Chains can be combined with existing Truss models using Stubs.

A Stub acts as a substitute (client-side proxy) for a remotely deployed dependency, either a Chainlet or a Truss model. The Stub performs the remote invocations as if it were local by taking care of the transport layer, authentication, data serialization and retries.

Stubs can be integrated into Chainlets by passing in a URL of the deployed model. They also require context to be initialized (for authentication).
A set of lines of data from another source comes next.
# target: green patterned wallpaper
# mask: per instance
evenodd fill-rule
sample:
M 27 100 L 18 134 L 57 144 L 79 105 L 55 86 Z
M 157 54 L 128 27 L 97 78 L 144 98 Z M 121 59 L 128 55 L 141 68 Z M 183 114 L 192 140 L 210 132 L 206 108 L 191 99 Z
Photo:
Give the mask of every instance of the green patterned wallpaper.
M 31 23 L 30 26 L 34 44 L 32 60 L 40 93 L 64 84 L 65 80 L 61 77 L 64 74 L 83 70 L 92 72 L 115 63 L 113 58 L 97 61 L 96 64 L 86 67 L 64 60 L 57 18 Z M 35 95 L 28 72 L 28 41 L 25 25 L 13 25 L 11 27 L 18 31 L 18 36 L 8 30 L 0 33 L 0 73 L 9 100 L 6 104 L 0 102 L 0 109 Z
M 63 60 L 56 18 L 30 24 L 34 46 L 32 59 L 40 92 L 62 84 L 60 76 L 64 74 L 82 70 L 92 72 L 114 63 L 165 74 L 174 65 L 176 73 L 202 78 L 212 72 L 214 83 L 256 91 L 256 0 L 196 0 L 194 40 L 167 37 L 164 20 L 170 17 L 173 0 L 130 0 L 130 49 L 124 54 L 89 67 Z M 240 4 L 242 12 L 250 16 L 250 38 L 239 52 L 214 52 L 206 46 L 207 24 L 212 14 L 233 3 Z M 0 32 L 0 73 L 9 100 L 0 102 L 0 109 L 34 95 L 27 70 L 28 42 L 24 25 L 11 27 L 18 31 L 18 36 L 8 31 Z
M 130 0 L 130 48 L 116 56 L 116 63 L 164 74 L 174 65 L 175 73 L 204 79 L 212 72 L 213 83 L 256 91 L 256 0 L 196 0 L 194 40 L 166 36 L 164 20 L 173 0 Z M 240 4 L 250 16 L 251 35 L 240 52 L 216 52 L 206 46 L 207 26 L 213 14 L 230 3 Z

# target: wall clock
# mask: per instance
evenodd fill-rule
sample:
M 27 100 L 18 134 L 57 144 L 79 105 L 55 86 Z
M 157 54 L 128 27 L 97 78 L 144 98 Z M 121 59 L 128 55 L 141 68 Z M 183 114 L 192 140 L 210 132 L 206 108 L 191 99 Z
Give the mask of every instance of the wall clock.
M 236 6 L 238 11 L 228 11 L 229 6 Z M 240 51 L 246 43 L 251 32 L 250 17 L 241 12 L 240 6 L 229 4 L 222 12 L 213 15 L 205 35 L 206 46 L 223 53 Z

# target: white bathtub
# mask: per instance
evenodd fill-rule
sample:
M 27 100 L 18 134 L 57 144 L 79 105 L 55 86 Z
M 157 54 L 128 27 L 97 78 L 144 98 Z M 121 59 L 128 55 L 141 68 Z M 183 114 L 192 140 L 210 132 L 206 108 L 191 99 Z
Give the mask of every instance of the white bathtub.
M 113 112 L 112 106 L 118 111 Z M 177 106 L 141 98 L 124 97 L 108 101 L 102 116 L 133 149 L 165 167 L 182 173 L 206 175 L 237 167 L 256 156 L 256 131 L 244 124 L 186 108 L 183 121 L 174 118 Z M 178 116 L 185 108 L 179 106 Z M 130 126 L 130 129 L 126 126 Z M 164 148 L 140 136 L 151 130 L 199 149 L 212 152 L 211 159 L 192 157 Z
import truss_chains as chains


class LLMClient(chains.StubBase):

    async def run_remote(self, prompt: str) -> str:
        # Call the deployed model
        resp = await self.predict_async(inputs={
            "messages": [{"role": "user", "content": prompt}],
            "stream"  : False
        })
        # Return a string with the model output
        return resp["output"]


LLM_URL = ...
    
    
class MyChainlet(chains.ChainletBase):

    def __init__(
        self,
        context: chains.DeploymentContext = chains.depends_context(),
    ):
        self._llm = LLMClient.from_url(LLM_URL, context)

There are various ways how you can make a call to the other deployment:

  • Input as JSON dict (like above) or pydantic model.
  • Automatic parsing of the response into an pydantic model using the output_model argument.
  • predict_async (recommended) or predict_async.
  • Streaming responses using predict_async_stream which returns an async bytes iterator.
  • Customized with RPCOptions.

See the StubBase reference for all APIS.